Researchers propose Sn-based materials as superior anodes for all-solid-state Li-ion batteries

A study published in the journal Joule introduces new anode materials for solid-state batteries (SSBs). The research was conducted by the Korea Electrotechnology Research Institute (KERI) in collaboration with Kumoh National Institute of Technology and Inha University.

SSBs have replaced the combustible liquid electrolyte that transfers ions between the anode and cathode with a solid electrolyte, significantly reducing the risk of fire or explosion. However, SSBs, due to their “solid” nature, require much advanced technology, such as ensuring electro-chemo-mechanical stability during the charging and discharging processes.

In particular, since the anode has a significant impact on the charging rate and lifespan of the battery, the choice of material is extremely important. Currently, Li-metal is the most extensively researched anode material for SSBs. However, in the case of Li-metal, repeated charging and discharging lead to dendrite growth, where lithium grows in tree-like structures on the surface.
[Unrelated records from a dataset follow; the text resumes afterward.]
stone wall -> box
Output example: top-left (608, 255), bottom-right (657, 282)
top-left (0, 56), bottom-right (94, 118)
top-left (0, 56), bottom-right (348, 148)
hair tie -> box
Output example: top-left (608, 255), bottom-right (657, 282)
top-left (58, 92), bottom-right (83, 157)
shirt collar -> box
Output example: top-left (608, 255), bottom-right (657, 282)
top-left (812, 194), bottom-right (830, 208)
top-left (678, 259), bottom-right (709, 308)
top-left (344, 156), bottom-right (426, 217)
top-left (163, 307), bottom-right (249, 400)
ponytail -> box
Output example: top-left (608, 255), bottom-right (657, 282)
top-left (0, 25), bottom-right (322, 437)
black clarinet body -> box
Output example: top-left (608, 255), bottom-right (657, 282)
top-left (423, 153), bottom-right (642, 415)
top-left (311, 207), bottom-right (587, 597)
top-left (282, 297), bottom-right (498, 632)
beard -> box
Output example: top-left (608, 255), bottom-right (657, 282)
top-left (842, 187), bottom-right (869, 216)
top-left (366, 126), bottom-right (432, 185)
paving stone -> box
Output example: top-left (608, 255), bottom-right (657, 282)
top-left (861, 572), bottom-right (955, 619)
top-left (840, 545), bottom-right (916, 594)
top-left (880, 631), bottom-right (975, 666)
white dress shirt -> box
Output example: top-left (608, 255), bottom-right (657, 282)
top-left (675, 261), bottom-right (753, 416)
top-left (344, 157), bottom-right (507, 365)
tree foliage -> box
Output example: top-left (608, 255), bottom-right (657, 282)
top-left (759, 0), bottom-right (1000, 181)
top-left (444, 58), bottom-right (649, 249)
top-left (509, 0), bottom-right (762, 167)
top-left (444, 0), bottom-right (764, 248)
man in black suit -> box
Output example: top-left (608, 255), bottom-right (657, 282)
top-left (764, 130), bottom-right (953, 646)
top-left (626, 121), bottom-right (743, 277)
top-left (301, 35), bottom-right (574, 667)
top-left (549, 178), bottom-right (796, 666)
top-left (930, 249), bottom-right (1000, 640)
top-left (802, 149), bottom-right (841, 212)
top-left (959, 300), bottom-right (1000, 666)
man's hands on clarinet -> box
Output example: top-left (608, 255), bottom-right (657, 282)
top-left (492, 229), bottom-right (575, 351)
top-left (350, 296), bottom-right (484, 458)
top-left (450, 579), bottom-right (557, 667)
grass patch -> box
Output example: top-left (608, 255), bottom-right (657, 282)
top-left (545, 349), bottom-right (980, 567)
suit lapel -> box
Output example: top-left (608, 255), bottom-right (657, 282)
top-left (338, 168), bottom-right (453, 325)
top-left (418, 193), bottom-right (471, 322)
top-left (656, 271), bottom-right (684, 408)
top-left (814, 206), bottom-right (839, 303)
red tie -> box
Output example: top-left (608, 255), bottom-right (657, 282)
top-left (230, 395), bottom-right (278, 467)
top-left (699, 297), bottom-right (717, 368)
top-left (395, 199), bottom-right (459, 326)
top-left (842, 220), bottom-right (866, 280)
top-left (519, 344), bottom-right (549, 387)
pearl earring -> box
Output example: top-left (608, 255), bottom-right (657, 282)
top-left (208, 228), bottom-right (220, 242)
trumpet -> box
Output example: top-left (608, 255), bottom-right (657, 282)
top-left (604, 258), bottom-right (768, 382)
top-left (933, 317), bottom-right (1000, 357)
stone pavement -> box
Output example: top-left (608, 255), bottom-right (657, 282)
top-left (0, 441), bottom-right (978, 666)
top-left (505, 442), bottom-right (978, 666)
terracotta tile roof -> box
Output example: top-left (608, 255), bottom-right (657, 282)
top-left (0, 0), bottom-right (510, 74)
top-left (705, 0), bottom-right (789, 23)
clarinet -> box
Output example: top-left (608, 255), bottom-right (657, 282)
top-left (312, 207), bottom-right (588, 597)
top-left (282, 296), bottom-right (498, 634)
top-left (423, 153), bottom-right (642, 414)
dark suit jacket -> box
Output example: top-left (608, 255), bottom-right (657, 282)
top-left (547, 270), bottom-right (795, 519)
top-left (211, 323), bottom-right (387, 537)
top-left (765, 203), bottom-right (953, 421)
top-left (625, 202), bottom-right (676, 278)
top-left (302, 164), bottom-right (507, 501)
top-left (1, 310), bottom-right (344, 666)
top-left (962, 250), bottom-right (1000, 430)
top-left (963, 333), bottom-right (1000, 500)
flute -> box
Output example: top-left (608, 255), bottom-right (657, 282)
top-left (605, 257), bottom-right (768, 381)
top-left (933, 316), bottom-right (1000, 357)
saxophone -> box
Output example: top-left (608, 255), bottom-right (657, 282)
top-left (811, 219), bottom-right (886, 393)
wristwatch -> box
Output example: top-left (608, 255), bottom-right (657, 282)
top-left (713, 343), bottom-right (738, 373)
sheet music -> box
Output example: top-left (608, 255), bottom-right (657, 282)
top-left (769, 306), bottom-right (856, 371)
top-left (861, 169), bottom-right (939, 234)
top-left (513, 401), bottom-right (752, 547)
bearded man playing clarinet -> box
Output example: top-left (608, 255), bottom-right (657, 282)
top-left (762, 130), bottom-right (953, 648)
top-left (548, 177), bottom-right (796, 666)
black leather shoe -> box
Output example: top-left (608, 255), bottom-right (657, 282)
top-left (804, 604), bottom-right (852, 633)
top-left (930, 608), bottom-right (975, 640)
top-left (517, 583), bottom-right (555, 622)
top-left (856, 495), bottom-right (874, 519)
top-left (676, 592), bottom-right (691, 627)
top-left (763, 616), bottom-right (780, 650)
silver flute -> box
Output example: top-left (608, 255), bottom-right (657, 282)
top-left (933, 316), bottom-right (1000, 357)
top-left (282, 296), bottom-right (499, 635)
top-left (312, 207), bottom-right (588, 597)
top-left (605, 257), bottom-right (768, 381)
This phenomenon can result in internal short circuits, threatening the battery’s lifespan and stability.

Besides Li-metal, silicon anode materials are also available; however, they face several challenges, including low electronic and ionic conductivity, as well as cracks caused by volumetric expansion.

The anode materials proposed by KERI and the university team this time are tin(Sn)-based alloy materials, specifically FeSn₂. The research team identified through detailed mechanical property analysis that FeSn₂ exhibits a characteristic of particle size reduction due to recombination reactions during repeated charging and discharging.
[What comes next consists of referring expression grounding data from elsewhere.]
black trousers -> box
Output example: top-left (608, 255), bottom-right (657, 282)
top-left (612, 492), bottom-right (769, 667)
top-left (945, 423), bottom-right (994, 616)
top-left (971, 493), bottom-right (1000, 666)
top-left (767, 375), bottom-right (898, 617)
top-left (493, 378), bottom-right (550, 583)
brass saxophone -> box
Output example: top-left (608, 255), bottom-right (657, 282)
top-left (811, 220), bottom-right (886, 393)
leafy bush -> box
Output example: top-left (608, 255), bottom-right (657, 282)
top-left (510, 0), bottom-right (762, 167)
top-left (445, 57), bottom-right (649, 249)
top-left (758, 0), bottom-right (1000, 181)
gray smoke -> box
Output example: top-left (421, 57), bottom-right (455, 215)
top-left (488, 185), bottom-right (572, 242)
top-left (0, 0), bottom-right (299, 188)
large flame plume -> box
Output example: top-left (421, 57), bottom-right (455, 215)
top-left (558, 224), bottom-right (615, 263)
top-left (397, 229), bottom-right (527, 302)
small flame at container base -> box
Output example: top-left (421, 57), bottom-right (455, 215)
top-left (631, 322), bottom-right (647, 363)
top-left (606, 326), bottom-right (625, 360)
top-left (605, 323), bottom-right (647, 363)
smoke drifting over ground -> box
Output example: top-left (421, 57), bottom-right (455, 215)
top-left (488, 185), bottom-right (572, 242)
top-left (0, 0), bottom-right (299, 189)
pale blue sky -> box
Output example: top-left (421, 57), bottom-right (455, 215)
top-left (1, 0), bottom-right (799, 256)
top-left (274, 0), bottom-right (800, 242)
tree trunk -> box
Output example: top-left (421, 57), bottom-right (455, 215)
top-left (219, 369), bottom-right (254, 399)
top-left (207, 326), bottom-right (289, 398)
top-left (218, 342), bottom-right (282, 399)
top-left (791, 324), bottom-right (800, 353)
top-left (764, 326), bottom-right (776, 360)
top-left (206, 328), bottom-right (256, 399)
This confirms that in SSBs, the contact between the internal solid particles is maintained for a long period of time, resulting in a dense and uniform electrode. Even in environments with external stimuli, FeSn₂ exhibits high elasticity and deformation energy, ensuring good electrochemical stability without cracking.

The research team developed a test SSB full cell to validate the technology, utilizing a FeSn₂ anode, NCM622 (nickel 6, cobalt 2, manganese 2 combination) cathode, and sulfide solid electrolytes (Li₆PS₅CI). As a result, an areal capacity of 15.54 mAh/cm² was achieved, which is five times higher than that of conventional lithium-ion batteries.

Additionally, high-rate charging and discharging were conducted for over 1,000 cycles under three-minute (20C current density) and six-minute (10C current density) conditions, achieving a capacity retention of over 70–80%.

In addition, the research team evaluated the performance of the FeSn₂ anode in SSBs by applying it to a prototype pouch cell format. A high energy density of over 255 Wh/kg was recorded, demonstrating its commercial potential.

Yoon-Cheol Ha, Director of the Next Generation Battery Research Center at KERI, stated, “Our achievement is significant as it breaks away from the conventional focus on Li-metal and silicon in the research of anode materials for SSBs, demonstrating the great potential of tin-based alloy anode materials.”

Additionally, Professor Cheol-Min Park of Kumoh National Institute of Technology expressed his ambition, stating, “Through the development of stable high-performance anode materials that surpass existing limitations, we aim to contribute to the commercialization of non-flammable SSBs.”